Ein Hamsterrad namens Alltag
Trotzdem ist und bleibt es eine Tatsache, dass uns der Alltag zwischen eben diesen freien Momenten manchmal schier aufzufressen scheint. 2015 war dies besonders ausgeprägt: Ein langes Dissertationsprojekt abschließen, Prüfung vorbereiten, Verlagsverhandlungen führen und daneben zahlreiche neue Herausforderungen im Vollzeitjob bewältigen. Für Muße und qualitativ wertvolle (Ich-)Zeit blieb oft nur wenig Raum. Umso mehr habe ich mir angewöhnt, mich noch stärker als bislang zu fokussieren, mich frei zu machen von gesellschaftlichen und persönlichen Erwartungen. Die studierte Germanistin in mir muss nicht den kompletten literarischen Kanon durchgearbeitet haben. Die promovierte Historikerin hat nicht den Anspruch, die Weltgeschichte erklären zu können. Die Filmliebhaberin guckt DVDs mit deutscher Synchronfassung und verzichtet ohne schlechtes Gefühl aufs englische Original. Die Minimalistin in M21 akzeptiert, dass sie niemals alle Länder sehen, alle Bücher lesen, alles Interessante dieser Welt in seiner unüberschaubaren Vielfalt aufnehmen, verstehen und konsumieren wird.

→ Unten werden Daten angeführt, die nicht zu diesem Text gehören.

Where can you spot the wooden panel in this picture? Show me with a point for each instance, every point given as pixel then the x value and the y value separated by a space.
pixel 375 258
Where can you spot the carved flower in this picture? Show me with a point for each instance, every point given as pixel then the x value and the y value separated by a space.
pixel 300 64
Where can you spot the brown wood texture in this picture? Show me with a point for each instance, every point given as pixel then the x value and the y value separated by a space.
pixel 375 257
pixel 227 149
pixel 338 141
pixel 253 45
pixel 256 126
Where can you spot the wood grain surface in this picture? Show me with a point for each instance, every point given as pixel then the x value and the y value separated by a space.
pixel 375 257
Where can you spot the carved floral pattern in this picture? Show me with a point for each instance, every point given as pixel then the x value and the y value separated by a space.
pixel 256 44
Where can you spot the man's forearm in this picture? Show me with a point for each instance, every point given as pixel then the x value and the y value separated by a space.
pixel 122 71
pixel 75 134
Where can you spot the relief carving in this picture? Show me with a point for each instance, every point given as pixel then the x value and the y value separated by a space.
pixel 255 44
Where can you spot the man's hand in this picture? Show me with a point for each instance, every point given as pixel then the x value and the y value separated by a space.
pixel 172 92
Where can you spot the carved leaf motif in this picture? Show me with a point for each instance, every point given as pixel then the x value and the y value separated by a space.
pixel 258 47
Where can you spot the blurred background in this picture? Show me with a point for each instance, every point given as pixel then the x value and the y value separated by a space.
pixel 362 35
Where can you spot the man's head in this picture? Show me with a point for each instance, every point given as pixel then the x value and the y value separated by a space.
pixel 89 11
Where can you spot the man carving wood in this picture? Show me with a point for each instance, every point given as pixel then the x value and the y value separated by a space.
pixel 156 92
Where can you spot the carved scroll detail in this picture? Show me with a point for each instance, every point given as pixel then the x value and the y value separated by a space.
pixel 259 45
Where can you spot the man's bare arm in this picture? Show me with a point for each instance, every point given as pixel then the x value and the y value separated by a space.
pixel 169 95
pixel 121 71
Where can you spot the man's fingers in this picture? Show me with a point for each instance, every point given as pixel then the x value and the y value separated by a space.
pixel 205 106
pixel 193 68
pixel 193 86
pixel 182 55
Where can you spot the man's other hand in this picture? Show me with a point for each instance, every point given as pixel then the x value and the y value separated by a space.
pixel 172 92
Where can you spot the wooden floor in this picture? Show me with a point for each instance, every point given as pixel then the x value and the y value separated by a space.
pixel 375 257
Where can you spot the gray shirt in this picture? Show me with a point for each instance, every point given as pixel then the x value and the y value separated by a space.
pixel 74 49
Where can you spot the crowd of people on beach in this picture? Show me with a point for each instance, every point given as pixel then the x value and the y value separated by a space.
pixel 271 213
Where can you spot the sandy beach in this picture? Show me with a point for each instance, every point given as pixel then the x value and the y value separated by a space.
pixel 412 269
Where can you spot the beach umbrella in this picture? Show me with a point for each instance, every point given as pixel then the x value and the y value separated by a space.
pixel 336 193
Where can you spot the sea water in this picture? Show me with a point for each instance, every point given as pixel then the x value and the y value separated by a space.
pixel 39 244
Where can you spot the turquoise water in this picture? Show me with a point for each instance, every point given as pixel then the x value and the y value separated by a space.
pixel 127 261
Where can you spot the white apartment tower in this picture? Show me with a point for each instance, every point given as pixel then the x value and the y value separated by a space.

Das Leben ist im Fluss und wie ein Fluss, heißt es. Und den kann man bekanntlich nicht mit den Händen aufhalten. Aber wir können uns mitreißen lassen und immer dann für eine bestimmte Zeit an Land gehen bzw. andocken, wenn uns etwas und jemand als besonders wertvoll erscheint. Wir können uns konzentrieren und uns auf das beschränken, was uns lieb und teuer ist. In den letzten 365 Tagen hatte ich viele Gelegenheiten, den Wert der Dinge für mich zu überprüfen, herauszuschälen und freizulegen – sei es auf Reisen oder während der Auseinandersetzung mit den vielen Facetten einer alternativen Lebenswelt fernab unserer zunehmenden Konsumdiktatur.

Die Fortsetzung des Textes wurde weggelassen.